Saturday, August 18, 2012

South Africa Police Borrow Action Movies’ Shooting Scripts


And they perfectly replicated lessons borrowed...

However, in retrospect what has just happened in South Africa should be one of the gruesome, heartless, ghastly occurrences to have hit the southern parts of Africa in the recent past.  

When the nation’s police corked their deadly guns, sprayed bullets into the hapless men and women demonstrating against poor pay for excruciating mining activities last Thursday, they opened another heartless chapter reminiscent of some horrible happenings in the past decades when dozens of protesters against the reigning pro-apartheid regime were mercilessly shot and none of the gun-holders taken to court.

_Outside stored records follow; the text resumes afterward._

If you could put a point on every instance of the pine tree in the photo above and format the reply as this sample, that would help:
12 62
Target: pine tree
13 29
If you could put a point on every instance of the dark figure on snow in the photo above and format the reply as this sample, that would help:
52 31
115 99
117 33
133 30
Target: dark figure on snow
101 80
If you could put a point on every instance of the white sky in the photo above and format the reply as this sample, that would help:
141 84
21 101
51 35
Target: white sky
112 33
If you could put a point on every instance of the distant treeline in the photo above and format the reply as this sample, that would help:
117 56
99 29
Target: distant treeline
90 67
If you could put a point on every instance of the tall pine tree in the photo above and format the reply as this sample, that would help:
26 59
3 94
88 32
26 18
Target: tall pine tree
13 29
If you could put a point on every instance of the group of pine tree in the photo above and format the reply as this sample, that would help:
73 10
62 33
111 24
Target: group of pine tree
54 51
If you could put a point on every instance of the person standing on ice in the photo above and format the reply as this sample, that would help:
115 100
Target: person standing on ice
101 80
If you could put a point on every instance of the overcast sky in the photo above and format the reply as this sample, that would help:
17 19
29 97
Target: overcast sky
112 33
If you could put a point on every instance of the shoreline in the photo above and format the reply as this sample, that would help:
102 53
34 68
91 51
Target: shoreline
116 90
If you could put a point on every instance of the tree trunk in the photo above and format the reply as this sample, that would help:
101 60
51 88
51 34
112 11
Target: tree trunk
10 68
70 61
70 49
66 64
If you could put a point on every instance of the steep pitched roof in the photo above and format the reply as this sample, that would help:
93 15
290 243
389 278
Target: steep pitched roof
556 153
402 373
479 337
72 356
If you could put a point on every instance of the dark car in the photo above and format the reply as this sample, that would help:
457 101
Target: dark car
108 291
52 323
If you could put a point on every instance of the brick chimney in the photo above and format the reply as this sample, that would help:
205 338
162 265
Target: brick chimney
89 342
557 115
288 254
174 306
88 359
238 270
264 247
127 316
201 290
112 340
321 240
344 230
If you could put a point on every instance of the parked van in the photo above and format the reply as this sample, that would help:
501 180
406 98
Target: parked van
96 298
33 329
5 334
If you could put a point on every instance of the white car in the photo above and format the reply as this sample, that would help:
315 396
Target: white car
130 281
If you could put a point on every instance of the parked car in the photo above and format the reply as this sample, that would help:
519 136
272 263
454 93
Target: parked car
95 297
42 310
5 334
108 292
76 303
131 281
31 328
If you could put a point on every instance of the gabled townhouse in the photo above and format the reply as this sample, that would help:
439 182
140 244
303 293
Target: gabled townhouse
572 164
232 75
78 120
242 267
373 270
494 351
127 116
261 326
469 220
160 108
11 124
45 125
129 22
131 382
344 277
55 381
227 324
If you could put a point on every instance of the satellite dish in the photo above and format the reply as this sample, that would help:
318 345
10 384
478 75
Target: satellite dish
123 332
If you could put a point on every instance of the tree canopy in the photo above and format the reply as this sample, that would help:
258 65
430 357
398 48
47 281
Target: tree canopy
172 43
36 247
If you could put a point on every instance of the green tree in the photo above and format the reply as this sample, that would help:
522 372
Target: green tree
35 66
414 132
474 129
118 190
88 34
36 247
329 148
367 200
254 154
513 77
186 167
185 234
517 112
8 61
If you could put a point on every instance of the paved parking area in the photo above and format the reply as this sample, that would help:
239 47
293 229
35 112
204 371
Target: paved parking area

Former President Nelson Mandela, the ageing global icon of peace, captures well in his book, Long Walk to Freedom, some of the bloody, dreadful occasions where protests against the white pro-apartheid regime, turned peaceful demonstrations to shooting fields where harmless protesters were shot at by police.  
The latest smacks of the past incidences as faithfully captured by the former President who won the battle against apartheid when he became the first head of state elected by the majority. 

Such dreadful use of guns is known only in the movies but it seems South African police were eager to showcase their pieces of knowledge on the acted shootings.  

The shooting now a big hit on the internet, where several gory videos showing the police spray bullets on onrushing miners, armed with blunt objects—spears and machetes—not only fans peoples’ hatred  towards police but also shows that the uniformed men and women in the so-called the most developed country in Africa are yet to control their trigger-happy fingers.  

The deadly incident that took place at a platinum mine in Marikana, north-east of the country, tops other recent disgusting acts from Africa that were well-captured and posted on the internet. The Zimbabwean security forces actions in 2008 when they attacked Morgan Tsvangirai supporters and killed some of them is among them.  Then came Libyan forces massacre of participants of an uprising against President Muammar Gadaffi. The Libyan security seems to have borrowed a leaf from their Egyptian counterparts who had earlier downloaded their whole weaponry on citizens against ageing Hosni Mubarak. Ugandan forces thought of copying the same script from continental colleagues but never really got the script well last year. 

Some may say Kenyan police were pacesetters in this trigger-happy race when in 2008 in the heat of the post-election violence planted bullets in demonstrators. Well, it could be. But it seems they arrived at their pacesetting endpoint. Now South African police has taken over.